The ribosome is in itself an exceedingly complex compound molecule consisting of an upper and a lower part. The ribosome is the place where the codons of the m-RNA are translated into a sequence of amino acids and form a protein chain. Each codon is processed by the ribosome and adds a single amino acid to the protein chain.

The general function of the ribosomes is the same across all species, although the specific configuration varies somewhat. For an interesting description of how ribosomes work, see The Smartest Living Nanomachine. Here is one quote from the article:

"Ribosomes are found in practically identical form in every living cell on Earth, whether it be the single-celled archaea in the thermal vents of the ocean floor, the bacteria on the surface of the planet, or the cells in the human body. ... ribosomes are believed to be among the most-ancient molecular machines of life."

A cell builds ribosomes from Ribosomal DNA genes. In Eukaryotes (proper cells), the nucleolus is the building site. About 150 genes are involved in the construction of ribosomes. A typical ribosome contains about 250,000 atoms. Of course ribosomes have to be constructed without the benefit of ribosomes (used to construct most other molecules in a cell). This requires additional genes, many of which do not appear in the final product. A typical cell has thousands of ribosomes.

* Translation in the ribosome requires the presence of transfer RNA molecules, t-RNA, designed for each amino acid. One end of the t-RNA has a codon from the codon table, the opposite end has the corresponding amino acid attached. The ribosome reads the codons on the m-RNA one at a time, matches the codon to a corresponding t-RNA molecule, detaches the amino acid from the t-RNA, and adds it to a building chain of amino acids that will form a protein when the chain is complete. The t-RNA molecules are released to capture another amino acid for future use.

t-RNA molecules are small -- about 74-95 nucleotides. A cell requires a minimum of 31 t-RNA types to translate all of the 64 possible codons. The lower number is possible because many codon translations are in effect defined by only 2 nucleotides: for example, from the codon table above it is evident that CUx is the amino acid leucine, regardless of which nucleotide is in the x position[FOOTNOTE: This redundancy has led to the conjecture that an early version of the codon table may have been based on nucleotide pairs rather than triplets (4x4 = 16 amino acids coded for).].

* On completion of a protein chain, the protein folds into its final form. There is some mystery (see, for example, the waffling in the Wikipedia article) as to how this is done, since the specific folding can be critical. In general a given protein chain could be folded in many ways, but without proper folding, which occurs after the entire protein chain has been completed, the protein will not function properly.

Associated to the question of folding is the Levinthal paradox, which asserts that the "best" folding cannot come from any process of sampling even a small fraction of the possible folding configurations, because such an approach would be far too slow.

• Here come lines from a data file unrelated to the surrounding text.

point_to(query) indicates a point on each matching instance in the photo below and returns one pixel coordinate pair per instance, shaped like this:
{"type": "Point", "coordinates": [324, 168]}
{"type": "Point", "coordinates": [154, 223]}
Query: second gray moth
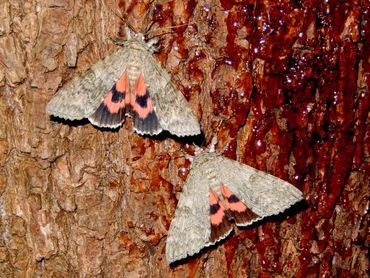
{"type": "Point", "coordinates": [129, 82]}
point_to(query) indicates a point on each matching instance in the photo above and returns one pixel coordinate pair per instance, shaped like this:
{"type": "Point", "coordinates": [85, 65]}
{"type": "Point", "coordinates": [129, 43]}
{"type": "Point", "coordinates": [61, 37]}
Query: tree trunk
{"type": "Point", "coordinates": [284, 85]}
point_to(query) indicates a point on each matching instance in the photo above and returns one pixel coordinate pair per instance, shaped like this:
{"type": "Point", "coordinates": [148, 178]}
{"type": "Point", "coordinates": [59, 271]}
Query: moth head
{"type": "Point", "coordinates": [139, 40]}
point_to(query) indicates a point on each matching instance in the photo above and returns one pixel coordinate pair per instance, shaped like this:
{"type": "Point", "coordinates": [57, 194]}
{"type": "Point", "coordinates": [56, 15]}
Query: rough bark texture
{"type": "Point", "coordinates": [283, 84]}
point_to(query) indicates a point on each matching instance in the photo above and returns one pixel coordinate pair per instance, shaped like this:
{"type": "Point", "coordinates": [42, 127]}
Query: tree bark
{"type": "Point", "coordinates": [284, 85]}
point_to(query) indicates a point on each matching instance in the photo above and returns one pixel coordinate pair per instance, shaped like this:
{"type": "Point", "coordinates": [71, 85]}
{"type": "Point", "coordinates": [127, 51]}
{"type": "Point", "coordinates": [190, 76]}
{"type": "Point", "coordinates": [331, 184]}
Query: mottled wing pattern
{"type": "Point", "coordinates": [261, 193]}
{"type": "Point", "coordinates": [190, 228]}
{"type": "Point", "coordinates": [81, 97]}
{"type": "Point", "coordinates": [173, 112]}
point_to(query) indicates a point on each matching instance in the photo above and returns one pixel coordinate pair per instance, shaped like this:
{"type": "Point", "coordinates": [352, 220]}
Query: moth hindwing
{"type": "Point", "coordinates": [216, 190]}
{"type": "Point", "coordinates": [129, 82]}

"Computational approaches to protein structure prediction have sought to identify and simulate the mechanism of protein folding, however these have been largely unsuccessful." -- Wikipedia.

The folding appears to occasionally involve molecular chaperones [COMPLETE]

Figure 7
Protein Folding

From Wikipedia

* Gene expression depends critically on gene regulation: the methods used to determine when (or if) specific genes are to be read. Hovering over the entire information content of the DNA is an entire separate layer of this regulatory information, involving many specialized molecules and procedures to control gene blocking and gene expression.

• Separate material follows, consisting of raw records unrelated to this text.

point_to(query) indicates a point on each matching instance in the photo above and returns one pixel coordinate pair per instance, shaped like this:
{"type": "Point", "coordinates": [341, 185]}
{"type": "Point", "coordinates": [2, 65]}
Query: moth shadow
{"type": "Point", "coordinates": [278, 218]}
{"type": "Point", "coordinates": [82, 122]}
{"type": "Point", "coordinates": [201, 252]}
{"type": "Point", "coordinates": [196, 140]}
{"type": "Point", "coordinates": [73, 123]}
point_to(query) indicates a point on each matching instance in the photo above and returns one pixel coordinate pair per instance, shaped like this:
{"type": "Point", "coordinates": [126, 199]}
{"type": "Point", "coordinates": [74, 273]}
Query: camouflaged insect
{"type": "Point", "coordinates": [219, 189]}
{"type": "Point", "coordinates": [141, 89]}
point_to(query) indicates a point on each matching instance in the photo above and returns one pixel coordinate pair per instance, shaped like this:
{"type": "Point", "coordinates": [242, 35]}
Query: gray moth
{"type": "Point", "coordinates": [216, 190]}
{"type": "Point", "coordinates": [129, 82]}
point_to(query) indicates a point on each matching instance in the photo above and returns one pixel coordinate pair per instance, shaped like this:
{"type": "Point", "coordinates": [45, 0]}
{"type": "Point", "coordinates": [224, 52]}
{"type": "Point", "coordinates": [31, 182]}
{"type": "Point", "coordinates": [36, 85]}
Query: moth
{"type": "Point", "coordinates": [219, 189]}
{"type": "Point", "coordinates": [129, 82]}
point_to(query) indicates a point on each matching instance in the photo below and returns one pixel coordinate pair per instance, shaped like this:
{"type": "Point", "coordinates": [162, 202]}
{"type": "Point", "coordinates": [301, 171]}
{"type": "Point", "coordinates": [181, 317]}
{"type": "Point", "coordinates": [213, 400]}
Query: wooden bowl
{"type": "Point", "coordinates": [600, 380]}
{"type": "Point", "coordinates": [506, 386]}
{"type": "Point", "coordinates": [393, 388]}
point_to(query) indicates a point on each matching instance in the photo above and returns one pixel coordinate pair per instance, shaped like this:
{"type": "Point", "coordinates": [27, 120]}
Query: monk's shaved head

For example, in higher species, development genes determine how an embryo evolves from the initial fertilized egg to maturity. Incorrect sequencing of events here is a recipe for disaster. Even the simplest single-celled species must follow specific sequential gene expression. To put it simply, not every gene can be expressed all the time, as rapidly as possible. There must be some imposed order provided by a mechanism for gene regulation.

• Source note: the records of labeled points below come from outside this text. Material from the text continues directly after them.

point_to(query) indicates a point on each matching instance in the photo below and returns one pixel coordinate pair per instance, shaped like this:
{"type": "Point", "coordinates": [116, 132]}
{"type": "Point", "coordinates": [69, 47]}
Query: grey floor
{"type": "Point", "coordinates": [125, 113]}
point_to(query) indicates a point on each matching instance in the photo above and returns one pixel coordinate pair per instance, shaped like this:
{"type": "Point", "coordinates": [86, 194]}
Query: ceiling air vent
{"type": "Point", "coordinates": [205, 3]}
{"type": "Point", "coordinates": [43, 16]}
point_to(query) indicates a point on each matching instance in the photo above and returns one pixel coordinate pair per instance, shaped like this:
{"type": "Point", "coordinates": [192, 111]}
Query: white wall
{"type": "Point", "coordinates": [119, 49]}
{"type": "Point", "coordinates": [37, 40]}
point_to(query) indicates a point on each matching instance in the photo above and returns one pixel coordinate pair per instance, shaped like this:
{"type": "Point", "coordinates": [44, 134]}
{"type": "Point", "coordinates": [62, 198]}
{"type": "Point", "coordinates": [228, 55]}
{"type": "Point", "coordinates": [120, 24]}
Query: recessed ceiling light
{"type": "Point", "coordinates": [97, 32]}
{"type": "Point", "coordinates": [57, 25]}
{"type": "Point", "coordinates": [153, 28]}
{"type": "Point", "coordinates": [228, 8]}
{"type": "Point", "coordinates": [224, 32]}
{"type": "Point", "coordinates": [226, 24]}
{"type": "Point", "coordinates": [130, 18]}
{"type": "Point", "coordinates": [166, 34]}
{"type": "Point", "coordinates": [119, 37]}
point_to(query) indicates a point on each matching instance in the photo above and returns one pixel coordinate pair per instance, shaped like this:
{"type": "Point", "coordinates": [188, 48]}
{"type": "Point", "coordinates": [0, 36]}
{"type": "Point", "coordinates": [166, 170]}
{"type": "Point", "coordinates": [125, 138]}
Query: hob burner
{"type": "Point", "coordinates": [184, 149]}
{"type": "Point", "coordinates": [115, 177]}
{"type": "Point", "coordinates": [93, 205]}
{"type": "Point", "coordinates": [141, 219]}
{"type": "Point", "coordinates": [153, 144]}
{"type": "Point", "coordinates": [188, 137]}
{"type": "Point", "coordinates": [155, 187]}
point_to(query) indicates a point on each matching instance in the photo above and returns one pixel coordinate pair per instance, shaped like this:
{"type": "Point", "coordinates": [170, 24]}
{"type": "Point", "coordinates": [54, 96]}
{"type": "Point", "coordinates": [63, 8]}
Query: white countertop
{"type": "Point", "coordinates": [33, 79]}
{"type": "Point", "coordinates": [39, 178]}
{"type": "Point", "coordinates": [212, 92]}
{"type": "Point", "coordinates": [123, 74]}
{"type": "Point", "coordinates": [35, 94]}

In the view of some, the complexity and information content involved in gene regulation is potentially greater than the information content of the DNA itself.

The central dogma encompasses this entire sequence, which is the same (with rare minor variations) for all living cells. The genetic coding required to build this involves around 200 separate genes (about 200,000 base pairs) -- not including genes to form the amino acids -- that the DNA for every species of life must include.

There is no known sequence of steps that could lead naturally to a plan as complex as the central dogma. The central dogma involves so many inter-related factors that it defies any attempt to explain how it could have been constructed by natural, undirected steps. It appears to require numerous independent complex events to occur in a tightly synchronized manner and in a single brief span of time.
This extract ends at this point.